The Court of Bosnia and Herzegovina announced Friday that it had confirmed the indictment of eight former soldiers of the Army of Republika Srpska, or the Bosnian Serb Army, for crimes against humanity. 

Ilija Krčmar, Boško Učanin, Svetislav Račić, Željko Bajić, Nikola Ćuk, Nikola Ćuk, Marinko Miljević, and Dragan Despot are alleged to have persecuted and killed Bosniak, or Bosnian Muslim, civilians in the Ključ municipality, as part of a widespread and systematic attack by the Army of Republika Srpska, the police and paramilitary organizations’ members during the Bosnian War that took place between 1992 and 1995. The indictment claims that the accused were also “aware of such an attack, and knowing that their acts formed part of the attack.”

The eight persons are accused of having persecuted the civilians on “national, ethnic and religious grounds and acted with the discriminatory intent in violation of the rules of international law” when they allegedly shot dead at least 78 civilians, shortly after driving them out of a school building in the village of Velagići, in June 1992. The victims’ bodies were exhumed from a mass grave in 1996.

In November 1995, the US sponsored the Dayton Peace Agreement between Bosniaks, Serbs and Croats that led to the division of Bosnia into a Croat-Bosniak federation and Republic Srpska in a federalized system.
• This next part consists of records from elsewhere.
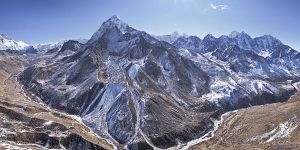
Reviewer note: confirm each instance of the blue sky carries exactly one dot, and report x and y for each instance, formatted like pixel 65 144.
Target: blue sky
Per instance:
pixel 42 21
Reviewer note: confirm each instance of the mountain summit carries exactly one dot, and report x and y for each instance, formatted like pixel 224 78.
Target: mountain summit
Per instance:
pixel 112 22
pixel 7 43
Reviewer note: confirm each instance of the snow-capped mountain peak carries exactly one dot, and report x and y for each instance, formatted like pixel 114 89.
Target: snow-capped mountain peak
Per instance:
pixel 8 43
pixel 114 21
pixel 170 38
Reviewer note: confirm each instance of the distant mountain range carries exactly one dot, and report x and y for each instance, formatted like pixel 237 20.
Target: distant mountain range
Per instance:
pixel 143 92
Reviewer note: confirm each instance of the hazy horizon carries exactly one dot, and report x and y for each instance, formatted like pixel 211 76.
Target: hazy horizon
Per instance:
pixel 35 22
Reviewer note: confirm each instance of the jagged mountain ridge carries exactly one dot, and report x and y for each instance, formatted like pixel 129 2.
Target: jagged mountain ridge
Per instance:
pixel 7 43
pixel 170 38
pixel 142 93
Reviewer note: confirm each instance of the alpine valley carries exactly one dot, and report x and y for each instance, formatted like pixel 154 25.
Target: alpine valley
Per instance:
pixel 127 89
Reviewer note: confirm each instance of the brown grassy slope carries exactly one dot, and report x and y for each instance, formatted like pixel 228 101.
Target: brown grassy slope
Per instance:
pixel 249 128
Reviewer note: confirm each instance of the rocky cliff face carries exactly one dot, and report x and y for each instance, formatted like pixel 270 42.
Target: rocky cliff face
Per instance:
pixel 141 93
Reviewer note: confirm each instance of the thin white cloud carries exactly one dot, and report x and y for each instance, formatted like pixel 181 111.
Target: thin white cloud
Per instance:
pixel 219 7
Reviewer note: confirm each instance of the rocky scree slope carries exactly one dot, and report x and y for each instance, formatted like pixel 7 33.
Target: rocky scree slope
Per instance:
pixel 141 93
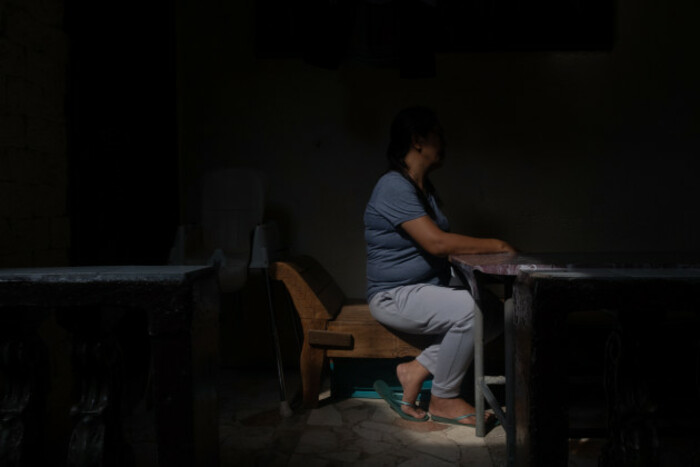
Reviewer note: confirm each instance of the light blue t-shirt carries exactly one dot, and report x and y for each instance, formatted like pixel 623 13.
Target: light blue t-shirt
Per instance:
pixel 393 257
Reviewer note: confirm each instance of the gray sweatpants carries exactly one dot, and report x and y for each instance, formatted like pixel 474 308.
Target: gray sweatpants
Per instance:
pixel 445 312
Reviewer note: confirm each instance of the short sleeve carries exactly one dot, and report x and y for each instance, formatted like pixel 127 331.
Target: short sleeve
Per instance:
pixel 396 200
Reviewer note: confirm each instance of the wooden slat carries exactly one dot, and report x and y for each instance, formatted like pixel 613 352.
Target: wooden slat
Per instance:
pixel 308 303
pixel 330 339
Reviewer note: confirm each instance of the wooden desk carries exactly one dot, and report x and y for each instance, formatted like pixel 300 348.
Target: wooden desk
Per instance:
pixel 552 285
pixel 178 307
pixel 639 299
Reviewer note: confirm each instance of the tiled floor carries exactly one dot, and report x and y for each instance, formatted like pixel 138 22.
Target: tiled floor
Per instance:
pixel 350 432
pixel 362 432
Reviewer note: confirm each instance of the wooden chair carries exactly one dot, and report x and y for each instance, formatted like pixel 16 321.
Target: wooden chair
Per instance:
pixel 333 325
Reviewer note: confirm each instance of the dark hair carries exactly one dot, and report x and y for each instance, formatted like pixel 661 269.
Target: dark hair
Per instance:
pixel 411 123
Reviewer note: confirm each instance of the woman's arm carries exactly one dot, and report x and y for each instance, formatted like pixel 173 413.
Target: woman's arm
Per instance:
pixel 440 243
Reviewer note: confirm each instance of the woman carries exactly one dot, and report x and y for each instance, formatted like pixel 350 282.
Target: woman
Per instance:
pixel 408 274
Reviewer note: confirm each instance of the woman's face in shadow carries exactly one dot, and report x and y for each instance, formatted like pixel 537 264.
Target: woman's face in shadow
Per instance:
pixel 433 148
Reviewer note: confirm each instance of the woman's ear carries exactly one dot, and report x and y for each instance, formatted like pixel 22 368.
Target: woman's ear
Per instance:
pixel 417 143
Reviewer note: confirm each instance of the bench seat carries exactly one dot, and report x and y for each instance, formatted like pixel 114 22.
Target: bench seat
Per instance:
pixel 333 325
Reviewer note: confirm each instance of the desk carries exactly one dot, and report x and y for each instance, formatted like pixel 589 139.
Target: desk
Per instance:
pixel 178 307
pixel 654 278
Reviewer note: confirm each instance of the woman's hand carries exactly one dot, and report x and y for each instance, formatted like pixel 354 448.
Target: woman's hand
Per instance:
pixel 440 243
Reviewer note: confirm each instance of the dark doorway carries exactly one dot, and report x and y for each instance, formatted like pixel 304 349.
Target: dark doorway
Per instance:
pixel 122 131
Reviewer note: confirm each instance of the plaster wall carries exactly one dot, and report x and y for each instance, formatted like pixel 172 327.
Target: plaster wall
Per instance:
pixel 549 150
pixel 34 227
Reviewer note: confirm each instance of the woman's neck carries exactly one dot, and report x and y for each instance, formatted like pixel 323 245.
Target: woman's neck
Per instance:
pixel 415 168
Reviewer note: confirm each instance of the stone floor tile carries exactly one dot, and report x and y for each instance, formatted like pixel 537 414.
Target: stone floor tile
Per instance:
pixel 350 403
pixel 355 415
pixel 425 461
pixel 348 456
pixel 475 456
pixel 316 441
pixel 325 416
pixel 246 438
pixel 373 447
pixel 300 460
pixel 464 436
pixel 435 445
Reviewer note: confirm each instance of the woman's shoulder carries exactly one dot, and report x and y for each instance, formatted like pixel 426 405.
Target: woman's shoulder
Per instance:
pixel 393 180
An estimated 100,000 people, of which Bosniaks comprise 80 percent, were killed and millions displaced by the end of the Bosnian War. Others were subjected to rape and torture; between 20,000 and 50,000 women were raped during the war. Bosnian Serbs are primarily responsible for the commission of these crimes.

Hundreds have already been convicted, and the country’s judiciary is at present examining about 600 cases involving 4,500 suspects.